Noi Nonni

Mamme “gelose” delle nonne

Mamme gelose delle nonne? Sembra impossibile, almeno ai nostri occhi, eppure è così. Impossibile, perché noi nonni sappiamo bene che niente e nessuno potrà mai prendere il posto della mamma (e del papà, naturalmente!) nel cuore dei bambini.
A dispetto di ogni evidenza, e nonostante tutto quello che possiamo dire alle mamme, per rassicurarle, dobbiamo però riconoscerlo: succede, e succede soprattutto con le mamme alle prese con il primo bambino, che noi nonne siamo guardate con un certo “sospetto”.

Il bisogno di protegere il bambino

D’altra parte, come non capire queste mammine? Ci basta tornare indietro nel tempo per ritrovarci nei loro panni, per rivivere il periodo, tanti anni fa, in cui eravamo noi nonne a essere giovani mamme un po’ insicure, con mille dubbi e paure e un po’ “schiacciate” dalla presenza incombente di mamme e suocere, con i loro sensatissimi consigli che però ogni tanto ci facevano sentire impreparate, e forse anche un po’ inadeguate, al nostro nuovo ruolo, delicatissimo e complesso.

Non dimentichiamo che nei primi, fondamentali mesi, il bimbo e la mamma vivono ancora in simbiosi, e che il distacco avverrà naturalmente a poco a poco, con il passare del tempo, com’è giusto che sia.
Quindi aspettiamo con pazienza e serenità, rispettando il bisogno della mamma di proteggere il suo bambino anche quando ci sembra che si traduca in un desiderio di allontanarci da lui; diamole supporto nel modo giusto, affiancandola senza darle l’impressione di volerci frapporre tra lei e il suo bimbo, certe che arriverà nostro momento e che presto noi nonne, se avremo saputo impostare il rapporto su basi serene, saremo chiamate a fare la nostra parte.

Nonne qualche volta invadenti?

Ma poi, nonne, facciamoci un esame di coscienza e riconosciamo che sì, è vero che qualche volta siamo invadenti, e che siamo talmente ansiose di occuparci dei nostri nipotini da rischiare di scavalcare perfino i genitori.

D’altra parte, a differenza di molte delle nonne di una volta, noi arriviamo alla “nonnità” spesso in buona forma, piene di un’energia che siamo pronte a riversare sui nipoti.
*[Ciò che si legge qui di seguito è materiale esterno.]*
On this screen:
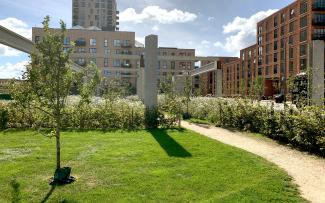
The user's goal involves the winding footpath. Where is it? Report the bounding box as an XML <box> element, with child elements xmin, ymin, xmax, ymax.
<box><xmin>182</xmin><ymin>121</ymin><xmax>325</xmax><ymax>203</ymax></box>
Anzi, il rischio è che viviamo l’esperienza del rapporto con i nipotini come una sorta di “seconda opportunità”: quando i nostri figli erano piccoli, infatti, noi (o almeno molte di noi) lavoravamo a tempo pieno e correvamo tutto il giorno per cercare di conciliare i mille impegni lavorativi e familiari, vivendo in molti casi con uno strisciante senso di colpa il fatto di non poter dedicare più tempo ai nostri bambini. Ora che siamo nonne abbiamo quasi la sensazione di poter recuperare, di poterci finalmente godere l’infanzia dei nostri nipotini come non abbiamo potuto fare con quella dei nostri figli. E nell’entusiasmo perdiamo magari di vista il fatto che ora il nostro ruolo è diverso, e che dobbiamo restare “nonne”, un ruolo splendido e appagante, ma assolutamente distinto – sia dal punto di vista educativo che affettivo – da quello delle mamme.

Insomma, è un difficile lavoro di equilibrio, che richiede tanta discrezione, ma anche la capacità di guardare dentro noi stesse e di riflettere su questa nuova fase della nostra vita, stando attente a non fare quei passi falsi che possono ripercuotersi dolorosamente su tutti i legami familiari.